Chapter 16 · Evaluation · 8 min
How do we know a model is better?
MMLU, HumanEval, LMSYS Arena. Why measuring LLM intelligence is hard — and why no single benchmark is enough.
How do you know if a model is good?
It seems like a simple question. The answer is complicated.
For a sorting algorithm, it's easy: does it sort correctly? How fast? For a language model, "good" can mean: accurate, honest, helpful, harmless, funny, concise, creative… and these qualities don't always point in the same direction.
Evaluating LLMs is a research field in its own right. Every benchmark captures something true and misses something important.
Automated benchmarks
MMLU — Breadth of knowledge
MMLU (Massive Multitask Language Understanding) tests 57 academic disciplines: medicine, law, chemistry, history, mathematics, philosophy… These are four-choice multiple-choice questions, automatically evaluated.
Average score of a well-educated human: ~90%. The best current models reach 88–89%.
What it measures: the breadth of knowledge stored in the parameters.
What it misses: the ability to reason about genuinely new situations, to acknowledge uncertainty, to detect a poorly framed question.
HumanEval — Code
164 Python programming problems. The model generates a function, automated unit tests verify it works. The standard metric is pass@k: generate k candidate solutions per problem (often k=1 or k=10), and count a success if at least one passes. pass@1 measures reliability, pass@10 measures raw capability.
What it measures: the ability to produce functional code on well-defined problems.
What it misses: the reality of development — understanding a bug in a 50,000-line codebase, refactoring, documenting.
MATH & GSM8K — Mathematics
MATH: 12,500 high school/competition-level math problems, in LaTeX. GSM8K: 8,500 arithmetic problems in natural language.
What it measures: multi-step mathematical reasoning.
What it misses: mathematical creativity, formal proof, discovery.
The human benchmark: LMSYS Arena
Arena is different. Anonymous humans pose any question to two models (displayed without names), read both responses, and choose their preference. The ELO score results from thousands of these duels.
It's the only benchmark that measures what humans actually prefer — in all their subjectivity.

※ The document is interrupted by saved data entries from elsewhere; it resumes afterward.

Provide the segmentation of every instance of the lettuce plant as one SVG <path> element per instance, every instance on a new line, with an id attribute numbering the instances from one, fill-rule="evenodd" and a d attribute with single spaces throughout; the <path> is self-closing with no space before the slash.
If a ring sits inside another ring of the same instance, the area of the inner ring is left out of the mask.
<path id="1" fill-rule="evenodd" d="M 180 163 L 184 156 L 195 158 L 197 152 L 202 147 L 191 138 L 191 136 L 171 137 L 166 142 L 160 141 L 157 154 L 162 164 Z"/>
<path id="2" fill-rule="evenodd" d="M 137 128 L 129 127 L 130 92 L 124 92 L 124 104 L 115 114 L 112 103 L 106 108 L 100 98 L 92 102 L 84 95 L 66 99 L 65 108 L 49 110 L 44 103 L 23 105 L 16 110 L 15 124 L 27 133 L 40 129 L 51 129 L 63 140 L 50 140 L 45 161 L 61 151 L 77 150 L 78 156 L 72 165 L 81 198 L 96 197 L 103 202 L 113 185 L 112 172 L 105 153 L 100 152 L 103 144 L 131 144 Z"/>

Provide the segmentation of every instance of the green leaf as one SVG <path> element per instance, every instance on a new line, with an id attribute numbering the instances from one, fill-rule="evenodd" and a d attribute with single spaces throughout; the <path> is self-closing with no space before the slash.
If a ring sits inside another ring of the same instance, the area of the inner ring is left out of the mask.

Ideal length, tone, format, humor, perceived honesty.
What it measures: overall human preference.
What it misses: factual accuracy (humans don't always know which answer is correct), specialized tasks, reproducibility.
Explore the radar
Here are five major models compared across six benchmarks. Click on a model to see its detailed scores, or on a benchmark to understand what it evaluates.
Each axis is a benchmark. Models have different profiles — strong in code, weak in long-form reasoning, or the reverse. No single radar gives the verdict: you have to combine objective benchmarks with human preferences.
What the radar reveals
Look carefully at the patterns:
No dominant model. Claude 3.5 Sonnet leads on HumanEval and BBH. GPT-4o dominates Arena and MATH. Llama 3.1 70B is competitive but behind proprietary models on almost everything.

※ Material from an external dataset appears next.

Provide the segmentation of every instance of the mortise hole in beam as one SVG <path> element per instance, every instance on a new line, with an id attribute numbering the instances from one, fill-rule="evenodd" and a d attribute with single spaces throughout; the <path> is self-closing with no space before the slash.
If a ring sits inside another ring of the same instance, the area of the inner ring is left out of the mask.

Arena and academic benchmarks don't correlate perfectly. A model can be excellent on MMLU and average on Arena — and vice versa. Humans appreciate something different from academic accuracy.
Benchmarks are saturating. MMLU was hard in 2020 (GPT-3: 43%). By 2024, all major models are between 82 and 89%. Differentiation comes from elsewhere.
The fundamental problems of evaluation
Data contamination
If training data contains benchmark answers, the model has "cheated" without knowing it. This is a serious problem with public datasets like MMLU.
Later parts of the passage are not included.